The Pathogenesis of Nontraumatic Osteonecrosis

The etiology of osteonecrosis of the hip may have a genetic basis. The interaction between certain risk factors and a genetic predisposition may determine whether this disease will develop in a particular individual. The rationale for use of joint-sparing procedures in the treatment of this disease is based on radiographic measurements and findings with other imaging modalities. Early diagnosis and intervention prior to collapse of the femoral head is key to a successful outcome of joint-preserving procedures. The results of joint-preserving procedures are less satisfactory than the results of total hip arthroplasty for femoral heads that have already collapsed. New pharmacological measures as well as the use of growth and differentiation factors for the prevention and treatment of this disease may eventually alter our treatment approach, but it is necessary to await results of clinical research with long-term follow-up of these patients.
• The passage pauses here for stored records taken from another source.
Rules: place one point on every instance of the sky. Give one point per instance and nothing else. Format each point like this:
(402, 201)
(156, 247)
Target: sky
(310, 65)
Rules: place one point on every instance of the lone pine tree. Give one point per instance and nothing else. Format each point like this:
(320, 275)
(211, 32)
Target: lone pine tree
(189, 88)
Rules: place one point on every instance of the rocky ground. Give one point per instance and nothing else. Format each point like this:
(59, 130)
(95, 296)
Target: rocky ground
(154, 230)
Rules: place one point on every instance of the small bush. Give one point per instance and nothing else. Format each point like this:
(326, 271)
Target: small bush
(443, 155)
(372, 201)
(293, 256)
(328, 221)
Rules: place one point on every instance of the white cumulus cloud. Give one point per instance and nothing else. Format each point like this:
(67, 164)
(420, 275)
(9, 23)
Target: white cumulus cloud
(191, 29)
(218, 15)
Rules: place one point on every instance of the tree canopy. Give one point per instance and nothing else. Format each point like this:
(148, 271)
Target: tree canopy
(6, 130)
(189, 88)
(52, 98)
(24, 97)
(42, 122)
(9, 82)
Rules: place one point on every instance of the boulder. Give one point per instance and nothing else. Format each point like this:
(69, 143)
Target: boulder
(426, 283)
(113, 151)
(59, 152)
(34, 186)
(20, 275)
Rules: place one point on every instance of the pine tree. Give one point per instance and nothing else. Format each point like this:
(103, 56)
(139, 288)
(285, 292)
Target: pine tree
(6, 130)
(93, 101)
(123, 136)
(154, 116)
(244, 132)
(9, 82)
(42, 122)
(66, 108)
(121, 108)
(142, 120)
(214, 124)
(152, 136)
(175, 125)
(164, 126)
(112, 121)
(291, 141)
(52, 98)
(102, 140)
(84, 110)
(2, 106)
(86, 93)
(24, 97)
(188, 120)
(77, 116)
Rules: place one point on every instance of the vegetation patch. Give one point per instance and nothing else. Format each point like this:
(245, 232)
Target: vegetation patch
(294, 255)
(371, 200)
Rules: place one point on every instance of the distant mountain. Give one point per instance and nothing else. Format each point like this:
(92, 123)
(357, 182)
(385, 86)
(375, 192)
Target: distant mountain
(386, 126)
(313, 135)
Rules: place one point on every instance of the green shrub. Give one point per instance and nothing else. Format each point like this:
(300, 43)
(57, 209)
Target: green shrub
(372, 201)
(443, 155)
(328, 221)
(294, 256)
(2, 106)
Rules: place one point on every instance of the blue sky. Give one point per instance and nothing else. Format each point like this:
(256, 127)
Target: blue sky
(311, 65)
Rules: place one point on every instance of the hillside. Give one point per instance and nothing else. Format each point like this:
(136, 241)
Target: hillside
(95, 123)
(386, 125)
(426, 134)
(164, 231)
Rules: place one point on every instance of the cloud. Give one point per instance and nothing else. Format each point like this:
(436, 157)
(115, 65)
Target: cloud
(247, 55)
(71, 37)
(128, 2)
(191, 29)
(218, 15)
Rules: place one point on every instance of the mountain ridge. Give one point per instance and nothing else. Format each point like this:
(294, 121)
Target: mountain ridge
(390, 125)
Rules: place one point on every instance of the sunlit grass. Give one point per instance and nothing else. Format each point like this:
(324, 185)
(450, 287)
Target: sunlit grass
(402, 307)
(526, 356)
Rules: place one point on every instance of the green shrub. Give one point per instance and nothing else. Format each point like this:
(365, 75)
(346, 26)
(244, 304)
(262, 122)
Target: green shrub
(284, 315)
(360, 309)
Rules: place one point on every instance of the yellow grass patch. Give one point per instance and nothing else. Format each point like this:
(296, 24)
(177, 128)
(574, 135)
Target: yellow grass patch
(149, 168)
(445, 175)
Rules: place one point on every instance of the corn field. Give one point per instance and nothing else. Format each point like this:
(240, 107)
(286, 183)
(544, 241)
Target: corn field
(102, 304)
Osteonecrosis is a devastating complication of systemic steroid use. Prolonged steroid use produces a hyperlipidemic state in most patients and puts them at risk for osteoporosis and osteonecrosis. The fat content within the femoral head increases, resulting in increased intracortical pressure that may lead to sinusoidal collapse and osteonecrosis. Statins are lipid-clearing agents that dramatically reduce lipid levels in blood and tissues. Statins are widely used to prevent cardiovascular disease and have been shown to reduce the adverse effects of steroids on lipid metabolism. The purpose of this study was to determine whether the use of statin drugs affects later development of osteonecrosis in patients receiving steroids. The records of 284 patients who were taking statin drugs at the time they were started on high dose steroids were examined to determine whether osteonecrosis had developed. The patients remained on statin drugs during the entire time of steroid exposure. Magnetic resonance imaging scans were used to verify the osteonecrosis unless it was visible by radiograph. After an average of 7.5 years (minimum followup, 5 years), only three patients (1%) from the group had osteonecrosis develop. This 1% incidence is much less than the 3% to 20% incidence usually reported for patients receiving high-dose steroids. Statins may offer some protection against having osteonecrosis develop when steroid treatment is necessary.